Personal information
- Date of birth: 3 October 1993 (age 32)
- Place of birth: Budapest, Hungary
- Height: 1.73 m (5 ft 8 in)
- Position: Midfielder

Team information
- Current team: Mosonmagyaróvár (manager)

Senior career*
- Years: Team / Apps / (Gls)
- 0000–2012: Ferencváros / 1 / (0)
- 2012–2013: Pénzügyőr
- 2013–2014: Tatabánya / 13 / (0)
- 2014–2015: Pénzügyőr
- 2016: Haladás / 3 / (0)
- 2016–2018: Soproni VSE / 65 / (9)
- 2018: Ceglédi VSE / 4 / (0)
- 2019: Vác / 14 / (1)
- 2019–2023: Tatabánya / 86 / (36)

International career
- Kárpátalja

Managerial career
- 2022–2025: Tatabánya
- 2025–: Mosonmagyaróvár

= Gergely Gyürki =

Hungarian football manager (born 1993)

Gergely Gyürki (born 3 October 1993) is a Hungarian professional football manager and former player, who is currently the manager of Nemzeti Bajnokság III club Mosonmagyaróvár.

==Early life==

Gyürki attended the Hungarian University of Physical Education and Sports Sciences.

==Club career==

In 2014, Gyürki signed for Hungarian side Pénzügyőr, where he was regarded as an important played for the club and helped them win the league and Budapest Cup.

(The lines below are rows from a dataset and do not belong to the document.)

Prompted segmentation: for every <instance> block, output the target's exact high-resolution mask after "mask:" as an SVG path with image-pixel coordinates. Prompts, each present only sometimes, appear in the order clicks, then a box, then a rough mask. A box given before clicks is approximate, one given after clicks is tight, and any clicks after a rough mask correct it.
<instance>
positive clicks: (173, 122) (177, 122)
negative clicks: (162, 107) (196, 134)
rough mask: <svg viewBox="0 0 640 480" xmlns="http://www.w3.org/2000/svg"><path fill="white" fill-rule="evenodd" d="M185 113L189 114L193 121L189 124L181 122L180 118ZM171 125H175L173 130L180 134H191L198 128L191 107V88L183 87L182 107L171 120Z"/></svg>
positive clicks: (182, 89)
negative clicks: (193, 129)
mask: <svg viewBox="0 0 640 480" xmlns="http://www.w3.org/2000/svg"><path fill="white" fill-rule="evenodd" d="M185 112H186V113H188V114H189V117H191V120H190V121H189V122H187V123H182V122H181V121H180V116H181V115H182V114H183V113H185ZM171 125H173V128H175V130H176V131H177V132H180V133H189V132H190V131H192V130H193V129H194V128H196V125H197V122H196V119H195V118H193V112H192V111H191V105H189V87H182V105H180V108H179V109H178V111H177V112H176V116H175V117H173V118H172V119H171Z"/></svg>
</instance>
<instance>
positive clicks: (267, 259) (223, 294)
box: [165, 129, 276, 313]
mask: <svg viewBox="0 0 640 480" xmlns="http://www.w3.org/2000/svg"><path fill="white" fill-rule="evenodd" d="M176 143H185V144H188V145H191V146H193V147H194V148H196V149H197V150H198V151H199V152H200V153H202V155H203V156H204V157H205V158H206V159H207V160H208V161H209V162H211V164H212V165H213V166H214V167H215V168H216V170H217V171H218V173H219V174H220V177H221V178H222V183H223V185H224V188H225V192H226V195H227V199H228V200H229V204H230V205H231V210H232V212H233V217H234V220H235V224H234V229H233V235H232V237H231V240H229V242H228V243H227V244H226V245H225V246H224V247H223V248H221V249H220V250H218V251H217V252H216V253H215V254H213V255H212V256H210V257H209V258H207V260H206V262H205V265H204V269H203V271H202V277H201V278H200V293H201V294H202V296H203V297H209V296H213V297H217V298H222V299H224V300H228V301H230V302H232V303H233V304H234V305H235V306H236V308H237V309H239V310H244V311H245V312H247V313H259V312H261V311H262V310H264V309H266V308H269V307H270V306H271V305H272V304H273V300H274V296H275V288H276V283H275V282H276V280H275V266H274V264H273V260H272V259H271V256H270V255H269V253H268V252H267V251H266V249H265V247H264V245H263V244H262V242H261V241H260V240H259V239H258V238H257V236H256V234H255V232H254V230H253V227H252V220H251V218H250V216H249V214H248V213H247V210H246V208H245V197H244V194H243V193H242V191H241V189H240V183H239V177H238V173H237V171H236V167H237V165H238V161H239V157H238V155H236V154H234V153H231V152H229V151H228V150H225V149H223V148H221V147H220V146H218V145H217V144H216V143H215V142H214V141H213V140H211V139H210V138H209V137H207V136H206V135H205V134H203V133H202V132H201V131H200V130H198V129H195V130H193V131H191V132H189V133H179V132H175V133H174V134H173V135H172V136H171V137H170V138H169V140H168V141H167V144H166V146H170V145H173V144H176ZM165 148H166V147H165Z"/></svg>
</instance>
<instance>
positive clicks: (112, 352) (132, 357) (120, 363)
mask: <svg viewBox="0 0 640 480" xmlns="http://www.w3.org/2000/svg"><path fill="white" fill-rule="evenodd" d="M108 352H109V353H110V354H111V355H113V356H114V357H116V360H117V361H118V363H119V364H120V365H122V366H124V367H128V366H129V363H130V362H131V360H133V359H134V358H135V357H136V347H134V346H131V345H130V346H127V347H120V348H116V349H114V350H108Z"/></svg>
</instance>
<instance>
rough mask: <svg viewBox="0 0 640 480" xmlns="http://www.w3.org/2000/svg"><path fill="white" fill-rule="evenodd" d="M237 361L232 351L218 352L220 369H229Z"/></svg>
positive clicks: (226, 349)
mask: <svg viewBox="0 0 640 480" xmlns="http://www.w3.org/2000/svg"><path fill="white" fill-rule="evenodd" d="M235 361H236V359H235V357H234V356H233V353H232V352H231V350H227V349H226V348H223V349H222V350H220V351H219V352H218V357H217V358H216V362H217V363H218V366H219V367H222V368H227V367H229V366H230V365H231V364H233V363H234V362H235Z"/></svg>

In 2018, he signed for Hungarian side Ceglédi VSE.

==International career==

Gyürki played for the Kárpátalja football team, helping the team win the 2018 CONIFA World Football Cup.

==Style of play==

Gyürki mainly operates as a midfielder or striker and is right-footed.

==Managerial career==

Gyürki obtained a UEFA B License. In 2022, Gyürki was appointed manager of Hungarian side Tatabánya. He was regarded to have been one of the youngest managers in Hungarian professional football at the time and was regarded to have performed well with the club. On 17 February 2025, Gyürki was sacked after a 4–1 home defeat against Honvéd with Attila Dragóner, executive director.

On 21 June 2025, he was appointed as the manager of the promotion play-offs losing Nemzeti Bajnokság III Northwest group winning club Mosonmagyaróvár.

==Personal life==

Gyürki has enjoyed fishing as a hobby. He has been a supporter of the Hungary national football team and Portugal national football team.